I went back to my hideaway, washed myself up, collected my things, and took to the highway again. I eventually wound up in Modesto, broke, hungry and desperate. I spent my first rainy night there in a dumpster behind a furniture store. The next day was bright and sunny, and as I climbed out of my shelter and walked up the alley, a woman I hadn't noticed stepped quickly up to me, placed something in my hand and went back to the doorway she had been standing in. I stared at her in abject terror at first, then looked at what was in my hand. It was a business card for the 2nd hand shop we were behind. On the back was an address printed in blue ink.
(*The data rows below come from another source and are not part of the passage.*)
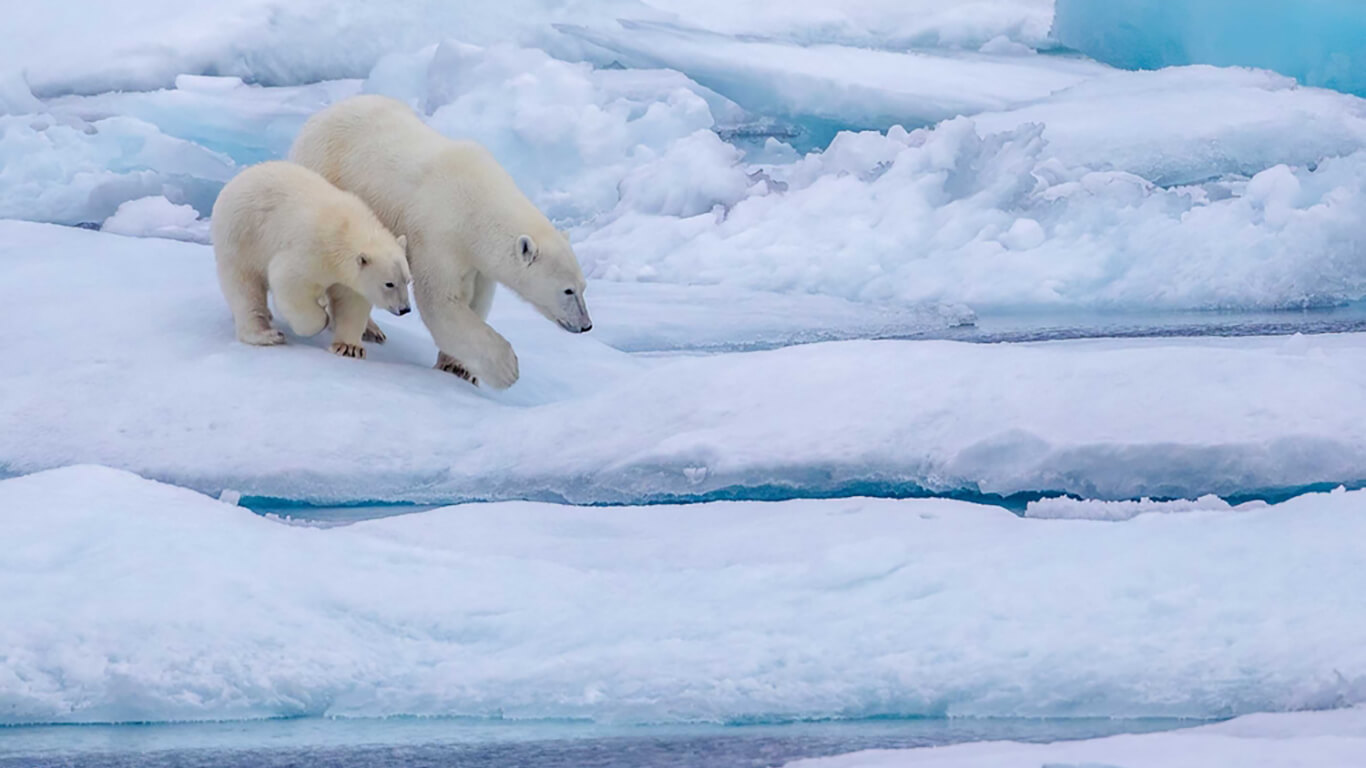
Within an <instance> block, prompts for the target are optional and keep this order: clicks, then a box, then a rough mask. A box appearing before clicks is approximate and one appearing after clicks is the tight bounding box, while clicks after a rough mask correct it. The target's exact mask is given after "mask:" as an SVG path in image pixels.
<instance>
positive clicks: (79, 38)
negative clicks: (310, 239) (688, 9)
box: [0, 0, 663, 96]
mask: <svg viewBox="0 0 1366 768" xmlns="http://www.w3.org/2000/svg"><path fill="white" fill-rule="evenodd" d="M68 11H70V8H67V7H61V8H59V7H55V5H53V7H51V8H49V7H44V8H38V10H33V11H27V12H23V14H18V15H15V14H10V15H8V16H7V18H5V22H7V26H5V31H7V36H5V42H7V45H5V46H4V49H0V71H26V72H27V77H29V82H30V85H31V86H33V89H34V93H37V94H38V96H61V94H67V93H82V94H93V93H104V92H111V90H149V89H156V87H168V86H171V85H172V83H173V82H175V79H176V77H178V75H182V74H202V75H228V77H240V78H243V79H246V81H249V82H255V83H264V85H301V83H311V82H318V81H324V79H339V78H359V77H365V74H366V72H367V71H369V70H370V67H373V66H374V63H376V61H377V60H378V59H380V57H382V56H384V55H387V53H392V52H396V51H415V49H418V48H421V46H423V45H430V44H436V42H440V41H443V40H445V38H452V37H454V38H458V40H463V41H467V42H475V44H492V42H508V41H512V42H523V44H537V45H542V46H550V48H555V49H556V51H561V52H563V53H564V55H572V53H574V49H575V45H572V44H567V41H561V36H557V34H556V33H555V31H553V30H552V29H550V26H549V25H550V22H557V20H574V22H579V23H582V22H583V20H585V18H601V19H611V18H616V16H620V15H628V16H637V15H641V16H645V18H660V16H663V14H661V12H657V11H652V10H650V8H647V7H645V5H642V4H641V3H637V1H634V0H604V1H601V3H594V4H593V8H591V10H587V12H586V10H585V8H581V7H576V5H575V7H567V5H564V4H563V3H555V1H549V0H507V1H503V3H496V4H482V5H477V7H475V5H467V4H452V3H449V1H447V0H396V1H393V3H384V4H374V3H369V1H365V0H342V1H336V0H234V1H229V3H217V4H204V5H201V4H186V3H183V1H180V0H137V1H135V3H122V4H117V5H101V4H85V5H82V8H81V12H79V14H72V12H68ZM557 42H559V48H556V44H557Z"/></svg>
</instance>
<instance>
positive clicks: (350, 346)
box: [332, 342, 365, 359]
mask: <svg viewBox="0 0 1366 768" xmlns="http://www.w3.org/2000/svg"><path fill="white" fill-rule="evenodd" d="M332 354H335V355H339V357H354V358H361V359H363V358H365V347H362V346H361V344H348V343H346V342H332Z"/></svg>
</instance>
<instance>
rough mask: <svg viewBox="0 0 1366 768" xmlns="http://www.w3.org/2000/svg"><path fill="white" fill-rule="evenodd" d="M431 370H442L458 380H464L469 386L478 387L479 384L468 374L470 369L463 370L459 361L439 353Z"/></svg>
mask: <svg viewBox="0 0 1366 768" xmlns="http://www.w3.org/2000/svg"><path fill="white" fill-rule="evenodd" d="M433 368H436V369H437V370H444V372H447V373H449V374H452V376H459V377H460V379H464V380H466V381H469V383H470V384H475V385H478V383H479V380H478V379H475V377H474V374H473V373H470V369H467V368H464V366H463V365H460V361H458V359H455V358H454V357H451V355H448V354H445V353H440V354H437V355H436V365H434V366H433Z"/></svg>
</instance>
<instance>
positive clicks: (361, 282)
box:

'If you need anything, go there.' The woman said as I made my way out of the alley toward the street. 'They can help you and they won't ask any questions.'

I pondered this for the rest of the day, and as dusk began to fall, I found myself standing across the street from the address on the card. It was a rescue mission, one of those church sponsored things. I decided against going in. So far my luck with churches had been bad. I could make it on my own, I told myself. I had done pretty good so far hadn't I? I contemplated that question for the rest of that sleepless night. Had I really done so well for myself? Or was I just fooling myself into believing that what I had could be called a life? The next day I went back and, after much gathering of strength and nerve, walked through the doors into the main hallway of the rescue mission.